Comparing the vorbisfile and opusfile decoding APIs

2023-08-11

Hi!

The Vorbisfile library is a layer on top of libogg and libvorbis that is intended to provide an easy, high-level API for working with audio encoded as ogg/vorbis. It's like 20 years old, and was written by very cool people at Xiph.org.

The opusfile library is a layer on top of libogg and libopus that is intended to provide an easy, high-level API for working with audio encoded as ogg/opus. It's like 10 years old, and was written by very cool people at Xiph.org.

That's kind of interesting, isn't it? Broadly the same folks, working on broadly the same problem, but with a decade long difference in experience.

For the Tangara open hardware music player (coming soon i promise you will hear when im selling them), I recently implemented vorbis and opus decoding using these two libraries, and I thought the differences between them were really instructive. Let's look at the differences I found notable!

If you'd like to follow along in the docs, here are the links:

- libvorbisfile

- libopusfule

bytes vs. frames

Let's look at the basic read function; the function you're probably most interested in.

For vorbis, we have:

long ov_read(OggVorbis_File *vf,
             char           *buffer,
             int             length,
             int             bigendianp,
             int             word,
             int             sgned,
             int            *bitstream);

Parameters

vf A pointer to the OggVorbis_File structure--this is used for ALL the externally visible libvorbisfile functions.

buffer A pointer to an output buffer. The decoded output is inserted into this buffer.

length Number of bytes to be read into the buffer. Should be the same size as the buffer. A typical value is 4096.

bigendianp Specifies big or little endian byte packing. 0 for little endian, 1 for b ig endian. Typical value is 0.
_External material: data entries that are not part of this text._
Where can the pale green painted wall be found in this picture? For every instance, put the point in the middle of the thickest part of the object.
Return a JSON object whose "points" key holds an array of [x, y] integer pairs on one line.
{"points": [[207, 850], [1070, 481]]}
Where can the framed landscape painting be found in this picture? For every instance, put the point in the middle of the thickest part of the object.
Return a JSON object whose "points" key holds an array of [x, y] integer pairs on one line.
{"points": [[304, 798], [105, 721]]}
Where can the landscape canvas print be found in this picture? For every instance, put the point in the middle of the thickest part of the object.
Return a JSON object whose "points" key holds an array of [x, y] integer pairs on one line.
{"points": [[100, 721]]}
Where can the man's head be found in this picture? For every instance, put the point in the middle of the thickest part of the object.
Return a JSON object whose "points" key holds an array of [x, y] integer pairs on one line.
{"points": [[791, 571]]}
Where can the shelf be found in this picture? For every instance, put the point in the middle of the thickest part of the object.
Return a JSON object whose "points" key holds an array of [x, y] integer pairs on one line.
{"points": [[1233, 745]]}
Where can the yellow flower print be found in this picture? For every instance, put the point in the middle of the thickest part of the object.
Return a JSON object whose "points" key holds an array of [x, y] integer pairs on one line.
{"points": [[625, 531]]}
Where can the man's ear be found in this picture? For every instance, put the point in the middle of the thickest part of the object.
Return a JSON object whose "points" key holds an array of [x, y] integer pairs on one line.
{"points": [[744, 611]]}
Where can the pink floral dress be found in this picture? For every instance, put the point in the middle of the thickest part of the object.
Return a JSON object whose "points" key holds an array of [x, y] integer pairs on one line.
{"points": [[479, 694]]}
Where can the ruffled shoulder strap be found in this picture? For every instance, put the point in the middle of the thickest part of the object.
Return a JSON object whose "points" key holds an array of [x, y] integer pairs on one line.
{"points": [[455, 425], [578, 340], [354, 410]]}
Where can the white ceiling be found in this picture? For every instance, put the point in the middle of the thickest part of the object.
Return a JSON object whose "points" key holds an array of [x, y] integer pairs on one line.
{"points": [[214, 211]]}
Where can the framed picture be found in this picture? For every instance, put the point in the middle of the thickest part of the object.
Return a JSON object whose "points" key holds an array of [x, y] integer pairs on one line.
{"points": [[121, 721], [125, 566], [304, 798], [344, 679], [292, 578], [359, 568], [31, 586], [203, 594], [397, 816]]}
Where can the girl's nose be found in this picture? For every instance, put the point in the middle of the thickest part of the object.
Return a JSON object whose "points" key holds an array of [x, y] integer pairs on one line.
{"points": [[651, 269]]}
word Specifies word size. Possible arguments are 1 for 8-bit samples, or 2 or 16-bit samples. Typical value is 2.

sgned Signed or unsigned data. 0 for unsigned, 1 for signed. Typically 1.

bitstream A pointer to the number of the current logical bitstream.

Return Values

[i removed the error codes bc they're boring -- jacqueline]

0 indicates EOF

n indicates actual number of bytes read. ov_read() will decode at most one vorbis packet per invocation, so the value returned will generally be less than length.

For opus, we have:

int op_read(OggOpusFile *_of,
            opus_int16  *_pcm,
            int          _buf_size,
            int         *_li)	

Parameters

_of The OggOpusFile from which to read.

_pcm A buffer in which to store the output PCM samples, as signed native-endian 16-bit values at 48 kHz with a nominal range of [-32768,32767). Multiple channels are interleaved using the Vorbis channel ordering. This must have room for at least _buf_size values.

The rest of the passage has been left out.